Der Renault Captur präsentiert sich in seiner neuesten Version mit einem hochmodernen Vollhybrid-Antriebssystem. Herzstück ist ein 1,8-Liter-Vierzylinder-Saugbenziner, der 109 PS und 172 Nm Drehmoment liefert. Ergänzt wird er durch eine Elektromaschine mit einer Leistung von 36 kW sowie einen Startergenerator mit 15 kW. Das Multi-Mode-Getriebe des Captur kombiniert zwei Gänge für den Elektromotor mit vier Gängen für den Benzinmotor, was insgesamt 15 verschiedene Antriebsmodi ermöglicht – von rein elektrischem Betrieb bis hin zu einer Kombination aus beiden Motoren.
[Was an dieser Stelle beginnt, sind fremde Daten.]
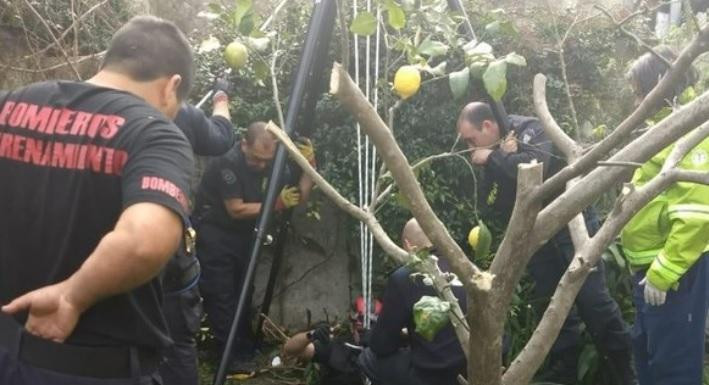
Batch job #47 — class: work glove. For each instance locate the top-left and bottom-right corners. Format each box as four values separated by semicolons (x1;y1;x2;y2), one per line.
276;186;300;211
295;138;315;167
212;77;234;96
308;324;332;344
640;277;667;306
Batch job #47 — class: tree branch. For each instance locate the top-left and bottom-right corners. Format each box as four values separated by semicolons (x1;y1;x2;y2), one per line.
534;74;588;248
540;26;709;198
17;0;108;60
266;122;410;264
529;105;709;264
662;124;709;171
594;4;672;67
502;165;709;385
330;63;493;291
598;160;643;168
266;122;470;357
0;51;106;74
534;74;583;163
25;0;81;80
Besonders beeindruckend ist die Effizienz des Captur: Im Testschnitt verbraucht er lediglich 5,6 Liter Benzin pro 100 Kilometer, während er auf einer Eco-Runde sogar nur 4,2 Liter benötigt. Diese Werte sind vor allem durch die langen elektrischen Fahrphasen möglich, die von einem kompakten 1,4-kWh-Akku unterstützt werden. Komfortfeatures wie eine verschiebbare Rückbank und individuell anpassbare Interieurbeleuchtung runden das Angebot ab.
Dynamik und Komfort beim VW T-Roc
Der VW T-Roc hingegen setzt auf ein Mildhybrid-System in Verbindung mit einem 1,5-Liter-Turbobenziner (eTSI), das eine Leistung von 150 PS bietet. Der Motor arbeitet mit Technologien wie variabler Ladergeometrie, Zylinderabschaltung und dem Miller-Zyklus zur Effizienzsteigerung. Unterstützt wird er durch einen Riemenstartergenerator und einen kleinen Pufferakku, der Energie aus Rekuperation speichert.
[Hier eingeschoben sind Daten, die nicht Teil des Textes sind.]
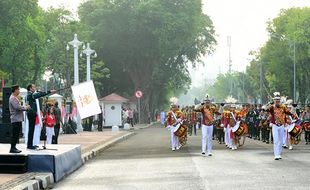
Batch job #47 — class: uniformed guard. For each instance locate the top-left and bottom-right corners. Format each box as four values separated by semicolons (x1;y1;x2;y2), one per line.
269;92;293;160
166;98;184;151
301;104;310;144
194;94;220;156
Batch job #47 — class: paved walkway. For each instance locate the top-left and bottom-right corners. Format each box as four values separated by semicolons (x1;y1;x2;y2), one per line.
54;126;310;190
0;129;134;189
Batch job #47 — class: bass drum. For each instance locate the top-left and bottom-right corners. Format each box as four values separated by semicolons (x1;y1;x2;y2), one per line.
232;120;248;136
287;123;302;138
301;121;310;131
173;124;187;137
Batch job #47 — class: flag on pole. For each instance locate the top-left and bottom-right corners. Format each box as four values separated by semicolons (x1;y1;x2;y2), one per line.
71;81;101;119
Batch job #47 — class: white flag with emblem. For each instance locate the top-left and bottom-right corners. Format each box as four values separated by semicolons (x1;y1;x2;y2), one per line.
71;81;101;119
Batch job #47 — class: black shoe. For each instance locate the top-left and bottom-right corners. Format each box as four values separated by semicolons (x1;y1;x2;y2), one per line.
10;148;22;153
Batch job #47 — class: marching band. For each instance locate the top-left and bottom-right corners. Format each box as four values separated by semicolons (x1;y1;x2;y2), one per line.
165;92;310;160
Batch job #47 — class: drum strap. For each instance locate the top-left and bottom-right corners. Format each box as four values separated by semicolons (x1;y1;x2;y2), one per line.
171;111;178;126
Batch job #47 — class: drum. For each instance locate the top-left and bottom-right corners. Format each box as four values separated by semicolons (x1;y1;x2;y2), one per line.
173;124;187;137
232;121;247;136
302;121;310;131
213;119;224;129
287;123;302;138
In Sachen Fahrdynamik überzeugt der T-Roc mit einer präzisen Lenkung und einem adaptiven Dämpfungssystem (DCC), das in 15 Stufen zwischen Komfort und Sportlichkeit variiert werden kann. Allerdings zeigt sich das DCC weniger wirkungsvoll als bei größeren Modellen von VW. Der Verbrauch liegt mit Werten zwischen 5,3 Litern (Eco-Runde) und 6,3 Litern (Testschnitt) über dem des Captur.
Vergleich: Effizienz versus Agilität
Im direkten Vergleich zeigt sich der Renault Captur als effizienter und günstiger im Unterhalt. Seine lange elektrische Reichweite macht ihn besonders attraktiv für Fahrer mit Fokus auf niedrige Betriebskosten. Der VW T-Roc punktet hingegen mit besserer Fahrdynamik und einem hochwertigeren Innenraumdesign, das jedoch nicht frei von kleineren Verarbeitungsmängeln ist.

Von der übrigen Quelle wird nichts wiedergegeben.